My heart started pounding when the mohel arrived.
Jewish mothers traditionally pass down the notion of religious identity to their children, and I’m usually up for the task. But the brit milah, or bris, is a tough order for a mom.
Oz was about to be circumcised. On my dining room table. Yes, it is a ritual weighed by the gravity of covenant and tradition, but motherly instincts kick in whenever sharp instruments are around, and it was all I could do to keep cool about it.
Hoping to avoid stressing out the baby with my nervous energy, I decided to begin with a joke: “You’re going to hear a lot about your very important covenant with God,” I whispered to him before leaving the quiet of his room to meet the mohel and all our guests. “But it’s also important to keep in mind that today, for the only time ever, you get to actually say there’s a party in your pants.”
Oz didn’t laugh. I can’t say I blame him.
Before all you angry anti-circumcision people write your rage-filled letters, please note: I would never consider not circumcising my son. Tradition, religious law and even just plain old aesthetics make it impossible to even consider that an option. That said, it ain’t easy to hand your infant over to someone who will perform a minor surgery on your baby’s privates.
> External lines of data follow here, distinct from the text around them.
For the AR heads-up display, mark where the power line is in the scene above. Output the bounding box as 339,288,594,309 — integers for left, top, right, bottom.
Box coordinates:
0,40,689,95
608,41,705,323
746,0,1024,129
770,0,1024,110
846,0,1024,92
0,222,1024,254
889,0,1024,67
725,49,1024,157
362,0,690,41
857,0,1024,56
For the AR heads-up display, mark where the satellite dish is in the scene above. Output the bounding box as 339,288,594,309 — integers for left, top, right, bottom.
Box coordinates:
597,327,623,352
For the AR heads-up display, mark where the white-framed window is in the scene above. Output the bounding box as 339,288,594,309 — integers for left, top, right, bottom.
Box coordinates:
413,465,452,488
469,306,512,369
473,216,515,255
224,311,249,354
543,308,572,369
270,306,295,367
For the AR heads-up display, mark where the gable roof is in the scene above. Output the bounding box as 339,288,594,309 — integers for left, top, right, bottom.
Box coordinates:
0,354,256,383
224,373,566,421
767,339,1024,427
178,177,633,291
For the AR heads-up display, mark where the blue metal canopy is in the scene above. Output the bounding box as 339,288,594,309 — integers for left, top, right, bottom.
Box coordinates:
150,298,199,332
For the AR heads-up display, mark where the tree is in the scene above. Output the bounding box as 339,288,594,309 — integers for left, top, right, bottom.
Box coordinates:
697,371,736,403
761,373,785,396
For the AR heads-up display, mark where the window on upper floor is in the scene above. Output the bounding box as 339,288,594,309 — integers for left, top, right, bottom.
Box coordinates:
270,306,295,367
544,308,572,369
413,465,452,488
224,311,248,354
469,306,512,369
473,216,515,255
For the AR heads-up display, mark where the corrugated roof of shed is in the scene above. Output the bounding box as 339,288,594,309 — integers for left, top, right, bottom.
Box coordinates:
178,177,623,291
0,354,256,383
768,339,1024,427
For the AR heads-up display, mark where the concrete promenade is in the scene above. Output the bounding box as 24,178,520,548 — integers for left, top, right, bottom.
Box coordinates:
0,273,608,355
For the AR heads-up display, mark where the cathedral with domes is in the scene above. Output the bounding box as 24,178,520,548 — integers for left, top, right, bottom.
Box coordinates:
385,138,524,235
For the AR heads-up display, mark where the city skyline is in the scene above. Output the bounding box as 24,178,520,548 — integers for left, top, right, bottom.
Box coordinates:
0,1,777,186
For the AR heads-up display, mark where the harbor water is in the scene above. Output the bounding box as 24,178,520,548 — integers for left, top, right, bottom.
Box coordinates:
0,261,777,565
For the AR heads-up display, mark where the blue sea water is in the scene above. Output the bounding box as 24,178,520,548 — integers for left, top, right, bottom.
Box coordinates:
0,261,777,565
Every muscle in my body was tense. I know the ceremony was quick, but it felt like it took years. I tried to think calming thoughts. Tried to transmit to Oz a feeling of spiritual peace. But while prayers were recited and foreskin was removed, all I could think about was how much weirder circumcision would have seemed to Abraham’s mother.
Abraham, of course, performed the first brit milah on himself, marking the Jewish people’s agreement with God and paving the way for thousands of years of tense mommies, proud daddies and unchecked kugel deliveries.
By the time Abraham performed his own circumcision, I’m guessing his mother had been dead a long time. My guess is not based on the account of Abraham having been 99 when he circumcised himself. It’s based on the instinctive knowledge that had Abraham’s mother been alive, there is no way she would have let him go through with it.
If Abraham was the first Jew, then his mom, Amathlaah, was the first Jewish mother. And the first Jewish mother would likely have had something to say about her son’s meshugass.
Amathlaah: “Your going to cut off your foreskin over my dead body.”
Abraham: “Ma, I’m entering a covenant with God.”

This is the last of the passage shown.